Con riferimento al periodo di sospensione feriale dei termini, l’attività di effettivo servizio, in relazione al quale l’indennità forfettaria ai sensi della L. n. 374 del 1991, art. 11, comma 3, risulta dovuta, non può che identificarsi in quella in cui il singolo magistrato onorario sia chiamato sulla base dei provvedimenti di turnazione, adottati dal coordinatore dell’ufficio, che individui per ciascun appartenente ad esso, i periodi di astensione e di persistente svolgimento delle attività a provvedere alla trattazione di quegli affari penali e civili che, a norma del R.D. n. 12 del 1941, artt. 91 e 92, sono sottratti all’applicazione della disciplina recata dalla L. n. 742 del 1969. Cassazione civile, sez. III, 14/10/2019, n. 25767.

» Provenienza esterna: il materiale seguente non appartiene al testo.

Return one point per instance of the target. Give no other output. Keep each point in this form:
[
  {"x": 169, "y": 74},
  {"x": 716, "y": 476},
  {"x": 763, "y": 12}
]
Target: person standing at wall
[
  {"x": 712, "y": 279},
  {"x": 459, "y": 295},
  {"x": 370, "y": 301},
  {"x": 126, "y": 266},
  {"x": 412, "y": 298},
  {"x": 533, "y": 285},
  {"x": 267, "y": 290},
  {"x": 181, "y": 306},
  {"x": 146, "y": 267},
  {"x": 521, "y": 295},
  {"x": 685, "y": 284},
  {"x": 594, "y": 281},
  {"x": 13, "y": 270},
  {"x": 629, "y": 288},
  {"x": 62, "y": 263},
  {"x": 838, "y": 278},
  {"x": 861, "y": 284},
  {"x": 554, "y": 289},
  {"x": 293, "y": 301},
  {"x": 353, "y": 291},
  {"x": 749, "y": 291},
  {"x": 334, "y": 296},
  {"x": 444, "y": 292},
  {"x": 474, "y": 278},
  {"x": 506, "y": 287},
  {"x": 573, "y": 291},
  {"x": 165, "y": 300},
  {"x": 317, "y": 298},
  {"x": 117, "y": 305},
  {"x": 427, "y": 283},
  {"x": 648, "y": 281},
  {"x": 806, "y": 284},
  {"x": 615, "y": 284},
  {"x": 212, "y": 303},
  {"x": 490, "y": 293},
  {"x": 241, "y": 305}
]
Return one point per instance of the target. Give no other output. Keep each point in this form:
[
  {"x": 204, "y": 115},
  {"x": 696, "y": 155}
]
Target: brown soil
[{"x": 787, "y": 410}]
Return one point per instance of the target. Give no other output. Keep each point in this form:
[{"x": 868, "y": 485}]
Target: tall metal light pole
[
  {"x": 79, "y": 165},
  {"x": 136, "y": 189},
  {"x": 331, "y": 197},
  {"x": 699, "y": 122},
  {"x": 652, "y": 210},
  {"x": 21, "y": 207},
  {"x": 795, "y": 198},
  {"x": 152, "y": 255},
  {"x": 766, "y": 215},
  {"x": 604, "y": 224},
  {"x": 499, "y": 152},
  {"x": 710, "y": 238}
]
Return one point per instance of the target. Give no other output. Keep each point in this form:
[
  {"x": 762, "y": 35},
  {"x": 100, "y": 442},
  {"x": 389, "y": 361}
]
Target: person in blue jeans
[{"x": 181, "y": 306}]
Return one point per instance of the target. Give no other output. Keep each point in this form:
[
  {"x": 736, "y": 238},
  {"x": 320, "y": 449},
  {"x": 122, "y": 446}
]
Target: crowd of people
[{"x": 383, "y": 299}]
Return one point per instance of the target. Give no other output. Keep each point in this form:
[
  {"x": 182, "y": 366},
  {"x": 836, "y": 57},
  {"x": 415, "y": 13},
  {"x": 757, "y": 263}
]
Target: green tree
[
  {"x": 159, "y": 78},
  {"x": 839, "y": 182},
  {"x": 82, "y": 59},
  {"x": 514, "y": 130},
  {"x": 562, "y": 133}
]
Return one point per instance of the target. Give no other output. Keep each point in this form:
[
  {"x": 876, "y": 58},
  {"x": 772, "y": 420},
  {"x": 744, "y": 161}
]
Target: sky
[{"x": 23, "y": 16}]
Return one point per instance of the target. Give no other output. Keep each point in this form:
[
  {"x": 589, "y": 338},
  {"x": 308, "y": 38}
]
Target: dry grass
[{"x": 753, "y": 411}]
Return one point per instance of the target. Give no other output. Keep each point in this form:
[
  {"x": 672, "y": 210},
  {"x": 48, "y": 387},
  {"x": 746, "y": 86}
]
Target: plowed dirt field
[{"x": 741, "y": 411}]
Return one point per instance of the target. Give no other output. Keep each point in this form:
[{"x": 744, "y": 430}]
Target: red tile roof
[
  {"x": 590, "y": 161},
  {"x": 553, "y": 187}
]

Le esigenze di tutela delle finanze pubbliche e la considerazione delle dimensioni e della complessità dell’articolazione interna della pubblica amministrazione non consente di interpretare estensivamente la norma e pertanto, nello stabilire l’indennità secondo determinate modalità, implicitamente esclude che possa essere legittimamente erogato un compenso per attività non autorizzate dalla legge.
Pacifico deve infatti ritenersi che la determinazione del compenso ai magistrati onorari possa disporsi solo con legge.
La sentenza impugnata non può che essere confermata nel suo dispositivo con rigetto del ricorso. In considerazione della natura della lite e delle ragioni delle parti possono essere compensate le spese di giudizio.
PQM
Rigetta il ricorso e compensa tra le parti le spese di giudizio.
Ai sensi del D.P.R. 30 maggio 2002, n. 115, art. 13, comma 1 quater, ricorrono i presupposti processuali per il versamento da parte del ricorrente dell’ulteriore importo a titolo di contributo unificato pari a quello, ove dovuto, per il ricorso a norma dello stesso art. 13, comma 1 bis.
Così deciso in Roma, nella Camera di consiglio della Sezione Prima della Corte di Cassazione, il 30 novembre 2021.